What are the risks related to VPS VPN?
Let me try to sum up this question; I want to buy VPS from (vultr - I'm not promoting them), but before that I'm wondering how secure is to run VPN on this kind (or any kind) of VPS in sense that I can endanger myself by choosing wrong company, which can tap/monitor my traffic. I'm not trying to ask how secure is KVM virtualization, but which infrastructure is the safest for running a VPN, dedicated server, VPS (both are almost same, from my question perspective) or building your own server or something else?
Basically it is similar to giving someone physical access to a physical server. Actually the risk is a bit higher, because VPS could be passively replicated, so it's more like giving someone an unprotected, unlimited access to a real-time replica of a physical server.
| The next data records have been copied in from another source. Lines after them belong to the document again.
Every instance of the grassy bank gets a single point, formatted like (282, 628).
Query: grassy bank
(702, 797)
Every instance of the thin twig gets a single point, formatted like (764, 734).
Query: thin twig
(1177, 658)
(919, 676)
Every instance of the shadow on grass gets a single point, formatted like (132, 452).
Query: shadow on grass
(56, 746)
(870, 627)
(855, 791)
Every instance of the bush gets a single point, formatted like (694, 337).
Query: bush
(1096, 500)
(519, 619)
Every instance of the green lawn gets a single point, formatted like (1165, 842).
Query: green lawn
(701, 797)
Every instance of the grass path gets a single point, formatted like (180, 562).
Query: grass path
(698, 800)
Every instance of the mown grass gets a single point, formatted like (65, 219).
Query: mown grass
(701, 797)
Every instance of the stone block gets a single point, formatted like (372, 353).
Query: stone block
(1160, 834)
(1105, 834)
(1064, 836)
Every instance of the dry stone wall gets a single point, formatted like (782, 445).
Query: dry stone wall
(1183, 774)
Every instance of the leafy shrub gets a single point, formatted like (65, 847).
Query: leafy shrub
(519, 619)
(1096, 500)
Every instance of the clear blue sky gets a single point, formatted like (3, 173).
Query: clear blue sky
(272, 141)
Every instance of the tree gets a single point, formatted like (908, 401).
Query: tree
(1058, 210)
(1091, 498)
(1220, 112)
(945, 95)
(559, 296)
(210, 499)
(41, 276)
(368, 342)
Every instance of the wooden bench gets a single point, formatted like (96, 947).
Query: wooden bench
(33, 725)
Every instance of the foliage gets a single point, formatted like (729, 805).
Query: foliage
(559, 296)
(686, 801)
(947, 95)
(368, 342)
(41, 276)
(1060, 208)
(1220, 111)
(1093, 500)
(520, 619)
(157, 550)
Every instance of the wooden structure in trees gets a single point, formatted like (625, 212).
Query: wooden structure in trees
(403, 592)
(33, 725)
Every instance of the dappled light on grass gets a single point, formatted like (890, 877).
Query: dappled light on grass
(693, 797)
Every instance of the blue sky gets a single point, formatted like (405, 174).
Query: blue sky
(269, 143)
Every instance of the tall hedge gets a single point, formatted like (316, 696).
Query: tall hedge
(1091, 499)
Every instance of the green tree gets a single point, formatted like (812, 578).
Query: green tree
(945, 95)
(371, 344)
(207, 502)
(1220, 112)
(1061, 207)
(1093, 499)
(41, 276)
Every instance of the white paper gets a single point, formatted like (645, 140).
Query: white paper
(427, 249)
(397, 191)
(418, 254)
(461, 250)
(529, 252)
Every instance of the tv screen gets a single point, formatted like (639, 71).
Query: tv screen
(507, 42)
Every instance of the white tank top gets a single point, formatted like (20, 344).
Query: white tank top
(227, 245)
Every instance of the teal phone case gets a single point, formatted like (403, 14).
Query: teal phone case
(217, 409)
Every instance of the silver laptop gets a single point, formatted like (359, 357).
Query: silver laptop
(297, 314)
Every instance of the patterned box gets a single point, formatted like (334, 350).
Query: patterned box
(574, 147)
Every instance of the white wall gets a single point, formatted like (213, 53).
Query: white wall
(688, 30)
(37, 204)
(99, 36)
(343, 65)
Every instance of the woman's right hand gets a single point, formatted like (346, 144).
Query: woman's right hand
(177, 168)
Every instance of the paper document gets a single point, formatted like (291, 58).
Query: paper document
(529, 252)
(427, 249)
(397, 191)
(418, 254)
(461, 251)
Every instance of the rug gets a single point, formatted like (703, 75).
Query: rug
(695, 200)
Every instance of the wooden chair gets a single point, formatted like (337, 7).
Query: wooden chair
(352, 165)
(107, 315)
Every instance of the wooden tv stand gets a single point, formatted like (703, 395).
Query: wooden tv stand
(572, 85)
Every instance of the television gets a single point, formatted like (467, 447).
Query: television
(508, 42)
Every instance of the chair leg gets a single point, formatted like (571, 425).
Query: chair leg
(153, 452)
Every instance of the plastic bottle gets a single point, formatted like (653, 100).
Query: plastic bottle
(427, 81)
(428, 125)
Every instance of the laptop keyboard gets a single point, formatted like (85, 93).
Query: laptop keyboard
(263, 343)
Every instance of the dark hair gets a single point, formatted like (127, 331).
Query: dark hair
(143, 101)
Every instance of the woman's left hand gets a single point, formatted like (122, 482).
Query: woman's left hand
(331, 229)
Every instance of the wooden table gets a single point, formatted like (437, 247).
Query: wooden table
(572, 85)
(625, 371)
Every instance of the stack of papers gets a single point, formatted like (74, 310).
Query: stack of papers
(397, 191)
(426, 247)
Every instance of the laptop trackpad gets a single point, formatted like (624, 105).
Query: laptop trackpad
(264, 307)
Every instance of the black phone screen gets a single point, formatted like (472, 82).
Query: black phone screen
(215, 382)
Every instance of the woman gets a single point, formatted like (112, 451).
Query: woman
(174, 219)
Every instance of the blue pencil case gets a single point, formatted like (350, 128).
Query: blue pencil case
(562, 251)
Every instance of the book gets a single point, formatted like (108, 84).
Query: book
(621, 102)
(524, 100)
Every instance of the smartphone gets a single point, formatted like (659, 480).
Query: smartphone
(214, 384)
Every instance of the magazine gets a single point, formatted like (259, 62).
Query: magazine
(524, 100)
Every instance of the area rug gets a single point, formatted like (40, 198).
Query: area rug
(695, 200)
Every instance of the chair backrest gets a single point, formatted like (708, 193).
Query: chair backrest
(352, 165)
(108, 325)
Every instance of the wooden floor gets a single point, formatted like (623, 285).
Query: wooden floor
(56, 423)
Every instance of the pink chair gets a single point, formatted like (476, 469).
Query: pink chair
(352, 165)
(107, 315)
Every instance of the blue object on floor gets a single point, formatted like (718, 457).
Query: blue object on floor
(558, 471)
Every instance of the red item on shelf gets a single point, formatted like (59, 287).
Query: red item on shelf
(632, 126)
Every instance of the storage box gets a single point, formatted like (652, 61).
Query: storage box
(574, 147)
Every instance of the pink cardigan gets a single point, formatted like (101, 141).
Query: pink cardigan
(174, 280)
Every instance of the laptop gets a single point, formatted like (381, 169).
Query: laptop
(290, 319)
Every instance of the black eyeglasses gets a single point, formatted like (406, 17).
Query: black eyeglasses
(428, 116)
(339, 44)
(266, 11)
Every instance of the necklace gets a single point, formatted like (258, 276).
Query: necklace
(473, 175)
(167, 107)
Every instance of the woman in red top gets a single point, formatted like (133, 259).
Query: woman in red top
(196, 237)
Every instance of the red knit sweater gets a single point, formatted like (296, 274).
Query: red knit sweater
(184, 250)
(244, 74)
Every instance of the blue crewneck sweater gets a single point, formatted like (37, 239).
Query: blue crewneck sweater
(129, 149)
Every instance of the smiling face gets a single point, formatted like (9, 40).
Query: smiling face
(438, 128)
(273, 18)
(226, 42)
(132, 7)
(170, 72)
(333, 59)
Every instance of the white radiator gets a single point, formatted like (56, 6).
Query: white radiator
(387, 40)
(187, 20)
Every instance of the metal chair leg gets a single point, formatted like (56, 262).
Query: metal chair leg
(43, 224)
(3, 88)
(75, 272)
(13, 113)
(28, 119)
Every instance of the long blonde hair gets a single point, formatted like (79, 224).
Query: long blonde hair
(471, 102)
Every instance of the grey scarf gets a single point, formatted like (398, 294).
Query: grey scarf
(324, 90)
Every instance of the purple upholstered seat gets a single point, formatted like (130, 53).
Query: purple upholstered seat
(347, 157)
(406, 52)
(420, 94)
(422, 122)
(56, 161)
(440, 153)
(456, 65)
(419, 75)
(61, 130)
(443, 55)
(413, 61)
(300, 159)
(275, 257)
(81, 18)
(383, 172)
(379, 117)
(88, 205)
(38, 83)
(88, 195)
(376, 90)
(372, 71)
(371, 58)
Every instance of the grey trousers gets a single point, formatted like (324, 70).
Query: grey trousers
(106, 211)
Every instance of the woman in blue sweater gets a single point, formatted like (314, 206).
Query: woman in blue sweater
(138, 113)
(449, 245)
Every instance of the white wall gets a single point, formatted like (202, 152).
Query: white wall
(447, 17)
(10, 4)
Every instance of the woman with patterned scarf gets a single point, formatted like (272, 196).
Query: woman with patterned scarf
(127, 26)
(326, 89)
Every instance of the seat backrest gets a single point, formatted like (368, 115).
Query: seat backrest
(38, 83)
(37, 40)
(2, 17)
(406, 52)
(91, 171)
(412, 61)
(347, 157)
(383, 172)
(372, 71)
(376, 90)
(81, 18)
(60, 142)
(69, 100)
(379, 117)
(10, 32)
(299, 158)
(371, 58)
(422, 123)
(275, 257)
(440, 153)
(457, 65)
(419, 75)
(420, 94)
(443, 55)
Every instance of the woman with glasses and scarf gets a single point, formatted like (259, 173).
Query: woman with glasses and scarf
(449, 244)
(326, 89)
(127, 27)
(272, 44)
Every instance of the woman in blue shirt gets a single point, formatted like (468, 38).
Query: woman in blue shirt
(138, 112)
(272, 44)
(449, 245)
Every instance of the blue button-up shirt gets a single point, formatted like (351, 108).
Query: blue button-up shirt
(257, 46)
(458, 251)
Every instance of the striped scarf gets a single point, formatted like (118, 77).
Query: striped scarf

All the secrets required to set up a VPN connection are stored on the VPS itself and the traffic can be easily captured, so whoever has access to the underlying virtualisation platform can utilise them to monitor the communication in real time or afterwards.By extension, you also open your own (connecting) network to the party hosting the VPS. So if you were targeted, they could utilise this connection to get into your internal network, behind your perimeter defences. This of course should be addressed separately, regardless of whether you were connecting to a hosted VPS or not, but the risk might be considered higher with VPS in comparison to a VPN on a device which you fully control. The bottom line is: if you don't trust the company, don't do it. You are storing more vital information with VPN than if you used the VPS for other purposes.